This flash piece was just published in Rusty Truck. Thanks, Scot!
I’m getting goosebumps from a draft, though the class doesn’t notice. Most are open-mouthed, charcoal scratching paper, concentrating on the weight of my breast, curve of hip, sag of buttock. I bite my lip, think of the rigidity of a villanelle, try to compose one in my head while the old guy in a beret for god’s sake, studies the cleft, the pubic mound, then meets my eyes.
I want to yell, “I just want to earn enough to get cable,” but I look away, try to show disgust without showing disgust because the woman who will pick up kids from school at 4 is drawing my face. My arm is falling asleep.

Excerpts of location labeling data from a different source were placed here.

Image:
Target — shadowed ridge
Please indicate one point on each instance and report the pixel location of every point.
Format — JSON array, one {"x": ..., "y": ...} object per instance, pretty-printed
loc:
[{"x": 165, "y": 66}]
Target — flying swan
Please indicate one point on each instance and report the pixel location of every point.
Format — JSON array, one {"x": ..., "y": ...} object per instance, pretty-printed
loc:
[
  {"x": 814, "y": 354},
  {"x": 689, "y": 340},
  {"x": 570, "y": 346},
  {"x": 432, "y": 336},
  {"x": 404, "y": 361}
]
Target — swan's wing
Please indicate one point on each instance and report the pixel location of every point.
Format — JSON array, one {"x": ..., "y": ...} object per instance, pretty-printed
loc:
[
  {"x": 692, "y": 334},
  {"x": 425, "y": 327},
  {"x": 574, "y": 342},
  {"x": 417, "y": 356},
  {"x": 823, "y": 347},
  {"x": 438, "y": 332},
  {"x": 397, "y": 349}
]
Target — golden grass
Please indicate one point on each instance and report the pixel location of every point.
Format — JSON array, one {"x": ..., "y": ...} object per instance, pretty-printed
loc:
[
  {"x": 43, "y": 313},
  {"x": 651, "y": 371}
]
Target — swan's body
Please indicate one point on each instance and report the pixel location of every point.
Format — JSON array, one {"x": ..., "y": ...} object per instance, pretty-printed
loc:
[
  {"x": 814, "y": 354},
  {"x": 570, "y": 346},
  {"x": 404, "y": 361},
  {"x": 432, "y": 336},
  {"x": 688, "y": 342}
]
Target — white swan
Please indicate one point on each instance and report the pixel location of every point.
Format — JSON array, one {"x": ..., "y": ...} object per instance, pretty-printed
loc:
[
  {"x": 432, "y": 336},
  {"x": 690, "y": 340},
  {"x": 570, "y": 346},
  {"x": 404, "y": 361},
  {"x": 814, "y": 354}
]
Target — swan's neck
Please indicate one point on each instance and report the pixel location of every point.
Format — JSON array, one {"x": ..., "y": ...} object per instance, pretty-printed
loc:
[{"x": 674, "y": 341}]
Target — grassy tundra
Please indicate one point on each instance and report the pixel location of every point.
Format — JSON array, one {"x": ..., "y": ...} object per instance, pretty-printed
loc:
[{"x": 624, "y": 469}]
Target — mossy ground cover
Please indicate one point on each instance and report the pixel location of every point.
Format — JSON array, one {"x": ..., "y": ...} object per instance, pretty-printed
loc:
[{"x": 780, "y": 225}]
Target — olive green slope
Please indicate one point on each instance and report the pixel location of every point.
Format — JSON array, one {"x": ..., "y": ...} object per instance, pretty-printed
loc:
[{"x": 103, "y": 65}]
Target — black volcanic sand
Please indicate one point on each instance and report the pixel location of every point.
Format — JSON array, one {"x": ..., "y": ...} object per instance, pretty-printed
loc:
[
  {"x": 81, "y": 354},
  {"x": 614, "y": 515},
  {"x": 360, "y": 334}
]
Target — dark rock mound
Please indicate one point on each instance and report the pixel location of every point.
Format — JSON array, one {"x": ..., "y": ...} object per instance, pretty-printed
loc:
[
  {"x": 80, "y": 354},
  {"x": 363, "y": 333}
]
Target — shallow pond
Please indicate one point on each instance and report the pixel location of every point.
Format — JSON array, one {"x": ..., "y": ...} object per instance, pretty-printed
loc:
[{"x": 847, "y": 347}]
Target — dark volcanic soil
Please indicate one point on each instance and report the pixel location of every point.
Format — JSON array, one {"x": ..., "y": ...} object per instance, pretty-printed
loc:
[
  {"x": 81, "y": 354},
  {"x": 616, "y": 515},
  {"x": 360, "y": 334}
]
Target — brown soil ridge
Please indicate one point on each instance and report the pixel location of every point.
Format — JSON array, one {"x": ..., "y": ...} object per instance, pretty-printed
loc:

The instructor said to tell her when I need a break, but the young man by the window is so intent, I hate to interrupt him. I start to tremble, try to shift but not throw off the line. The villanelle becomes a limerick.

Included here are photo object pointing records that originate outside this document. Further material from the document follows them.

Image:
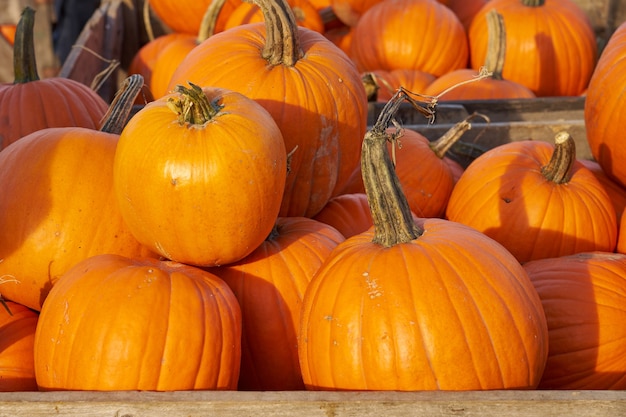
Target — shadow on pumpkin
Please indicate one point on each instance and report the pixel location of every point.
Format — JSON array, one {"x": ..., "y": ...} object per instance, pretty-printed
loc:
[
  {"x": 17, "y": 334},
  {"x": 586, "y": 343},
  {"x": 571, "y": 303},
  {"x": 269, "y": 353}
]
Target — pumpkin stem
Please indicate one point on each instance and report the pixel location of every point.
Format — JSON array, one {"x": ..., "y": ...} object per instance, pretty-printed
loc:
[
  {"x": 559, "y": 168},
  {"x": 282, "y": 44},
  {"x": 391, "y": 214},
  {"x": 192, "y": 105},
  {"x": 24, "y": 61},
  {"x": 442, "y": 145},
  {"x": 119, "y": 111},
  {"x": 496, "y": 46}
]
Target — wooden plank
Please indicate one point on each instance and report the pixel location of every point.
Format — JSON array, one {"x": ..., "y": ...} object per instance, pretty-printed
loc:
[
  {"x": 312, "y": 404},
  {"x": 509, "y": 120}
]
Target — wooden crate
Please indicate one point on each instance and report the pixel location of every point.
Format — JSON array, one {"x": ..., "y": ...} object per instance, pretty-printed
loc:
[
  {"x": 509, "y": 120},
  {"x": 113, "y": 34},
  {"x": 313, "y": 404}
]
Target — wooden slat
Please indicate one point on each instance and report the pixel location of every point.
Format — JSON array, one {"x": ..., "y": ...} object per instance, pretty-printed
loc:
[
  {"x": 312, "y": 404},
  {"x": 509, "y": 120}
]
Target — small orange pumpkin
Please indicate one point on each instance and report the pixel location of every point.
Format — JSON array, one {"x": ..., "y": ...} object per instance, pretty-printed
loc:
[
  {"x": 114, "y": 323},
  {"x": 309, "y": 86},
  {"x": 551, "y": 45},
  {"x": 536, "y": 199},
  {"x": 416, "y": 34},
  {"x": 30, "y": 104},
  {"x": 583, "y": 299},
  {"x": 199, "y": 175}
]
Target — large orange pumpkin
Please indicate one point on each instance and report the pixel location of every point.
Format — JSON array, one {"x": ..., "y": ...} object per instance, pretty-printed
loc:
[
  {"x": 583, "y": 299},
  {"x": 269, "y": 284},
  {"x": 604, "y": 108},
  {"x": 426, "y": 305},
  {"x": 115, "y": 323},
  {"x": 551, "y": 45},
  {"x": 57, "y": 204},
  {"x": 30, "y": 104},
  {"x": 415, "y": 34},
  {"x": 17, "y": 340},
  {"x": 309, "y": 86},
  {"x": 536, "y": 199},
  {"x": 199, "y": 175}
]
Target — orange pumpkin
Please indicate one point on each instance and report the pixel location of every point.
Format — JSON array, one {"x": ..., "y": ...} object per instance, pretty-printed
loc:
[
  {"x": 416, "y": 34},
  {"x": 308, "y": 85},
  {"x": 536, "y": 199},
  {"x": 426, "y": 305},
  {"x": 30, "y": 104},
  {"x": 427, "y": 178},
  {"x": 551, "y": 45},
  {"x": 115, "y": 323},
  {"x": 186, "y": 16},
  {"x": 493, "y": 87},
  {"x": 57, "y": 204},
  {"x": 350, "y": 11},
  {"x": 146, "y": 58},
  {"x": 583, "y": 299},
  {"x": 616, "y": 192},
  {"x": 387, "y": 82},
  {"x": 348, "y": 213},
  {"x": 604, "y": 109},
  {"x": 17, "y": 340},
  {"x": 269, "y": 284},
  {"x": 305, "y": 13},
  {"x": 199, "y": 175}
]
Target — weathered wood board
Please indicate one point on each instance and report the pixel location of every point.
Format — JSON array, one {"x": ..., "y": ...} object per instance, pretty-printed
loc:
[
  {"x": 312, "y": 404},
  {"x": 509, "y": 120}
]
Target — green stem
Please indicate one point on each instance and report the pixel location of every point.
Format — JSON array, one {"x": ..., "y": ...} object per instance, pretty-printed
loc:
[
  {"x": 24, "y": 61},
  {"x": 533, "y": 3},
  {"x": 117, "y": 115},
  {"x": 496, "y": 46},
  {"x": 559, "y": 168},
  {"x": 391, "y": 214},
  {"x": 282, "y": 44},
  {"x": 192, "y": 105}
]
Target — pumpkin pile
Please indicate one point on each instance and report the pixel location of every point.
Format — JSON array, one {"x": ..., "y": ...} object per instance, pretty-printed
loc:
[{"x": 245, "y": 229}]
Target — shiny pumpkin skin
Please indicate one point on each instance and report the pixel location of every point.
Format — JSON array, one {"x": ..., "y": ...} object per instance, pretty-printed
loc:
[
  {"x": 17, "y": 339},
  {"x": 348, "y": 213},
  {"x": 396, "y": 318},
  {"x": 205, "y": 195},
  {"x": 582, "y": 296},
  {"x": 604, "y": 109},
  {"x": 116, "y": 323},
  {"x": 414, "y": 34},
  {"x": 504, "y": 194},
  {"x": 57, "y": 207},
  {"x": 269, "y": 284},
  {"x": 319, "y": 103},
  {"x": 551, "y": 48}
]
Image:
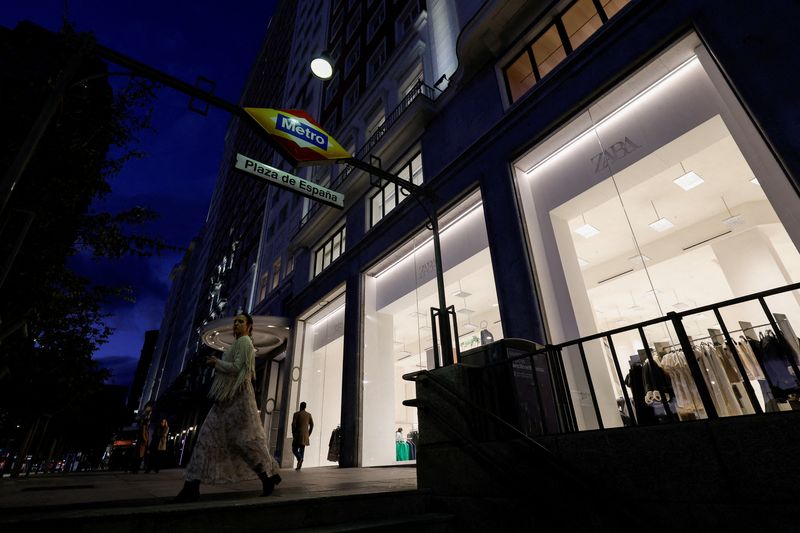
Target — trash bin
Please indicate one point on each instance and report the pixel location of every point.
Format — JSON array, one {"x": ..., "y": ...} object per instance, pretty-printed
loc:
[{"x": 519, "y": 388}]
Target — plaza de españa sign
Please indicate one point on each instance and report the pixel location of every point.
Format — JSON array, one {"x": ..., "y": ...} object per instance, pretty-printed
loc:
[
  {"x": 289, "y": 181},
  {"x": 298, "y": 135}
]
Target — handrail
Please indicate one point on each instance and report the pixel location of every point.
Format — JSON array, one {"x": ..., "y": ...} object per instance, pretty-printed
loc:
[
  {"x": 599, "y": 503},
  {"x": 419, "y": 88},
  {"x": 650, "y": 322},
  {"x": 414, "y": 376}
]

There once was a nude on a table
Who couldn’t afford to get cable…
Trembling. Can’t feel my arm at all.
She posed for a class
Where an old man was crass,
Ah, the instructor is announcing a break. I raise my body off my arm and feel electric shocks as blood starts to flow. I reach for my kimono. The old guy sidles up to me.
“Coffee later if you are able?” he asks. Shit, he’s finished my limerick. I walk away rubbing my arm. “Maybe tomorrow?” he calls.